Però, nel periodo compreso tra la prima e la seconda guerra mondiale, Arvier ha subito un forte abbandono della pratica della viticoltura, fatta eccezione per gli intrepidi che dagli anni Trenta iniziarono a recuperare qualche piccolo appezzamento, a forza di mani e muscoli e con l’aiuto dei muli, trasportando il materiale e scendendo fino in Dora per riempire le brente di metallo con l’acqua. E sempre in quel periodo vennero introdotte le barbatelle di Petit Rouge che si adattarono bene al clima e all’esposizione «infernale» di quei terreni.
«Nel 1959 - racconta la presidente della cooperativa CoEnfer, Sara Patat - fu istituito un consorzio di miglioramento fondiario per rielaborare i vigneti, nuovamente abbandonati nel secondo dopoguerra. I lavori finirono nel 1976 e nel 1978 fu inaugurata la CoEnfer, l’anima di Arvier, in un momento in cui grazie all’Amministrazione regionale, alla passione e alla tenacia degli agricoltori si registrò un notevole miglioramente della viticoltura di chez-nous che uscì da una crisi durata un secolo e mezzo.»
La CoEnfer nasce nel 1978
Sei anni dopo l’ottenimento della Doc per l’Enfer d’Arvier, nel 1978 appunto nacque la CoEnfer, con primo presidente Oreste Glarey, una piccola cooperativa per gestire l’intera filiera, dalla coltivazione delle vigne, alla vendemmia fino alla trasformazione dell’uva in vino e alla commercializzazione del prodotto in bottiglia. Dopo Oreste Glarey presidente fino al 1982, fu la volta proprio di Giulio Thomain sino al 1984, poi Luigi Nardo per sedici anni, che lascò il posto a Fausto Ballerini fino al 2003, quindi Christian Alleyson sino al 2012 e da allora Sara Patat.

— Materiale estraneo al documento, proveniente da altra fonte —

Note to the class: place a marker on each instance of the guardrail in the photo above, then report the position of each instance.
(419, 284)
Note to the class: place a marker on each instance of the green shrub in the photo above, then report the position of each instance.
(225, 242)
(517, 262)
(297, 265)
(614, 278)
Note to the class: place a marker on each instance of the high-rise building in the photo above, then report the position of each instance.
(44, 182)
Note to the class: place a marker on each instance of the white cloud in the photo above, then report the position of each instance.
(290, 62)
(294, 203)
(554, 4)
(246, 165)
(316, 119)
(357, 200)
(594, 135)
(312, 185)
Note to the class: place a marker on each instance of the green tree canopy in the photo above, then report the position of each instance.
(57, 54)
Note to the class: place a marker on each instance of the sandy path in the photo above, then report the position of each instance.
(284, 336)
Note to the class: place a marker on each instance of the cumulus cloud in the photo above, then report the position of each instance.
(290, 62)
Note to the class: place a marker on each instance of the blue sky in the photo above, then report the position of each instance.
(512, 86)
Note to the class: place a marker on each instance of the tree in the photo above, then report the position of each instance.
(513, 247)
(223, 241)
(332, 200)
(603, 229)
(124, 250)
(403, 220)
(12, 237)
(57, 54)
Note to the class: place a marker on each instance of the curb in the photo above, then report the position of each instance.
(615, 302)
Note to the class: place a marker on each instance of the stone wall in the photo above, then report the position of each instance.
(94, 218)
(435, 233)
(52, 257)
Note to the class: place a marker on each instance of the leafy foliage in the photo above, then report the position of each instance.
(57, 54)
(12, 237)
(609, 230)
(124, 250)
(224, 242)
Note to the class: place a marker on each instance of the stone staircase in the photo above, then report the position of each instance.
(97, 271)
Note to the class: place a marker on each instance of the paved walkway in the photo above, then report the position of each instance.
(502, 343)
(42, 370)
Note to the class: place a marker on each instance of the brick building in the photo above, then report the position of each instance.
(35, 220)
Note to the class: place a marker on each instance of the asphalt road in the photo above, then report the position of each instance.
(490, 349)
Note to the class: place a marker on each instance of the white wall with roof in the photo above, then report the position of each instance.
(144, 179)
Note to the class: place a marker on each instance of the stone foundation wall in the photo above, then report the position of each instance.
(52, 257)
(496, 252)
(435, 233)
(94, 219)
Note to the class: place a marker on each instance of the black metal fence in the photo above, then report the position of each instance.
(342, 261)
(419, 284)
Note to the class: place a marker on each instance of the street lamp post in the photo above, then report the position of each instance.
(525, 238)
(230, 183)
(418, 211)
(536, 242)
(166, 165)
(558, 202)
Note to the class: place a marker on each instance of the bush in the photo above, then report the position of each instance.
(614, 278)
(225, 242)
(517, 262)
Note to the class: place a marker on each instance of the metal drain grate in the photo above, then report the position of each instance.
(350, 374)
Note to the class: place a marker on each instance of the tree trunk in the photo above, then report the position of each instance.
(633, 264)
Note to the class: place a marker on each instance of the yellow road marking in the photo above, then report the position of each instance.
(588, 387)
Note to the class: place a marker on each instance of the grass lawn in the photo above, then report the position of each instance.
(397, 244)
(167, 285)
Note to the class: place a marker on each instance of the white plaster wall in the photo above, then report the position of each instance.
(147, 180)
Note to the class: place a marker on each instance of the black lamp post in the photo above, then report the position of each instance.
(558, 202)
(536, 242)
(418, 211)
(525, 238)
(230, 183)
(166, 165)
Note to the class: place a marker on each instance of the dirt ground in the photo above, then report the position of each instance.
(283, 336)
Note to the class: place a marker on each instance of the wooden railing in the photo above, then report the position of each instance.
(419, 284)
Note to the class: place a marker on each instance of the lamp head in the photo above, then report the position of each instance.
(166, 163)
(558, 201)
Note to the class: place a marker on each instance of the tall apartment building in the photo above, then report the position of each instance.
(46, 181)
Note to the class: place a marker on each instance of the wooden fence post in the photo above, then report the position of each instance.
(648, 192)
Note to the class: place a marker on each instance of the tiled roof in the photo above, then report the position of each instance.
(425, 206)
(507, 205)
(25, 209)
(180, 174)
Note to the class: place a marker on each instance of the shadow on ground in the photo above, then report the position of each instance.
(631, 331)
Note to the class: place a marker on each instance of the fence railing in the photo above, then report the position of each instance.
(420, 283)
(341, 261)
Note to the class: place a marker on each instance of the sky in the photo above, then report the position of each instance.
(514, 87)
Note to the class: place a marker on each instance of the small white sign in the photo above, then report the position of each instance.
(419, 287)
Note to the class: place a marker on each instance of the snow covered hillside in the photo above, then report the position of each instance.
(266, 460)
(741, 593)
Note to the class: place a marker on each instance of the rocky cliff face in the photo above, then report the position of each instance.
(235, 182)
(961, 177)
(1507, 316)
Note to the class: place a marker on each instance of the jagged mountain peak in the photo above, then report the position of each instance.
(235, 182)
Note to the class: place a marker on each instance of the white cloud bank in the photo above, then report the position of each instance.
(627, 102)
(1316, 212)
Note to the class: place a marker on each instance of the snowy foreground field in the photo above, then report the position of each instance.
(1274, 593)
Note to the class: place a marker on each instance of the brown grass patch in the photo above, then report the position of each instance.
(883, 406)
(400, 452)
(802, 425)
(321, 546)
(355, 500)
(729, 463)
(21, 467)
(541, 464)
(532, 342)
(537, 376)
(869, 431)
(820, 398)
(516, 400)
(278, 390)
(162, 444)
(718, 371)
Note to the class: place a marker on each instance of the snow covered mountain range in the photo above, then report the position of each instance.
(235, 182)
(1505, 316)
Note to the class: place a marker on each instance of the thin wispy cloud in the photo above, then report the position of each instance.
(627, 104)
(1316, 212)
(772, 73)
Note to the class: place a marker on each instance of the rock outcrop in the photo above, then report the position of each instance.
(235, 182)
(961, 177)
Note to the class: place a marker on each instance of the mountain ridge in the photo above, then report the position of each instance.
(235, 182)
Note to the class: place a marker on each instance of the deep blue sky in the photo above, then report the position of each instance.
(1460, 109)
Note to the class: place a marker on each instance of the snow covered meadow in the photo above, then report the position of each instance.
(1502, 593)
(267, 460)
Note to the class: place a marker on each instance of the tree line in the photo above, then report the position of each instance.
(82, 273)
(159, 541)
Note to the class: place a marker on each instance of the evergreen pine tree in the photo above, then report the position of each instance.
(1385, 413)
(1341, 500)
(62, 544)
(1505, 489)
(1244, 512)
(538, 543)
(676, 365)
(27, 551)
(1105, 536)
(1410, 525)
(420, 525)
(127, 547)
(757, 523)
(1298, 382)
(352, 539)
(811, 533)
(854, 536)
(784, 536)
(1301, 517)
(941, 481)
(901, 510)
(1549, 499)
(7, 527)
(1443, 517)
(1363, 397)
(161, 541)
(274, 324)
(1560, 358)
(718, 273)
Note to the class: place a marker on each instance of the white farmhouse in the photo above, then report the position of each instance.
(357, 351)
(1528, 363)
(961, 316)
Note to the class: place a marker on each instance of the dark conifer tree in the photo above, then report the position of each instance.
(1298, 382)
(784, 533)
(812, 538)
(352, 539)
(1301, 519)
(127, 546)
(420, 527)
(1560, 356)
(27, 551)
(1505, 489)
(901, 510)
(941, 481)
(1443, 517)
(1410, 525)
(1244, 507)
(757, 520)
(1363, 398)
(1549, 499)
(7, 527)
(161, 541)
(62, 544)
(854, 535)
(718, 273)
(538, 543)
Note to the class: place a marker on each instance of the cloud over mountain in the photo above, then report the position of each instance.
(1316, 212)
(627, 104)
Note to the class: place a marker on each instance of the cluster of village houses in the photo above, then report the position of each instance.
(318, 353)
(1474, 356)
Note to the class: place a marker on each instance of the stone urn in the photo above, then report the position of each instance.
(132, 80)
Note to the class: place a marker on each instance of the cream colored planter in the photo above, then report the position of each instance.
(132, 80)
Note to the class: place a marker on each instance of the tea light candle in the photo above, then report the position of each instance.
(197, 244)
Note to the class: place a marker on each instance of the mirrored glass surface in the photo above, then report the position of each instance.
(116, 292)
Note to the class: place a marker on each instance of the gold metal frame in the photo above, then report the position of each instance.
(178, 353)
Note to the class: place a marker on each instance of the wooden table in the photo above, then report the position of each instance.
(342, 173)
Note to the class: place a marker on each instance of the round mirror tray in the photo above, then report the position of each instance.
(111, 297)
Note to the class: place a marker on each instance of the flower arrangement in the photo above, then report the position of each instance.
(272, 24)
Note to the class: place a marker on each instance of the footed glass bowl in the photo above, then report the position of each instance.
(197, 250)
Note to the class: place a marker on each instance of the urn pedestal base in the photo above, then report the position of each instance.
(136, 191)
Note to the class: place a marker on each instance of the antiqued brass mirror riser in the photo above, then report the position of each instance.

«Dal 1978 non sono mancati i momenti altalenanti - racconta Sara Patat -, fino a quando alla fine degli anni Novanta l’Amministrazione regionale promosse la costruzione in località Clou della nuova cantina, inaugurata nel 2004 ed alla quale fanno capo un centinaio di soci, che conferiscono gli appezzamenti di terreno situati a Arvier e ad Avise. Il nostro è un vino di nicchia, prodotto in appena quarantamila bottiglie.»
«Questa ricorrenza - commenta la presidente Sara Patat - è importante per tutta la comunità di Arvier soprattutto. Un bel traguardo davvero, un omaggio rivolto a chi ha lavorato tanti anni questi vigneti evitando il degrado della montagna. Grazie al lavoro dei nostri predecessori abbiamo un anfiteatro naturale meraviglioso, esempio tangibile di quello che generazioni di soci hanno fatto, motivo per noi di grande orgoglio. La celebrazione di oggi è, pertanto, un ringraziamento a coloro che hanno dato vita a questo patrimonio apprezzato da tutti. La Valle d’Aosta non è solo il regno delle montagne più alte, è anche il regno della viticoltura eroica, come la nostra.»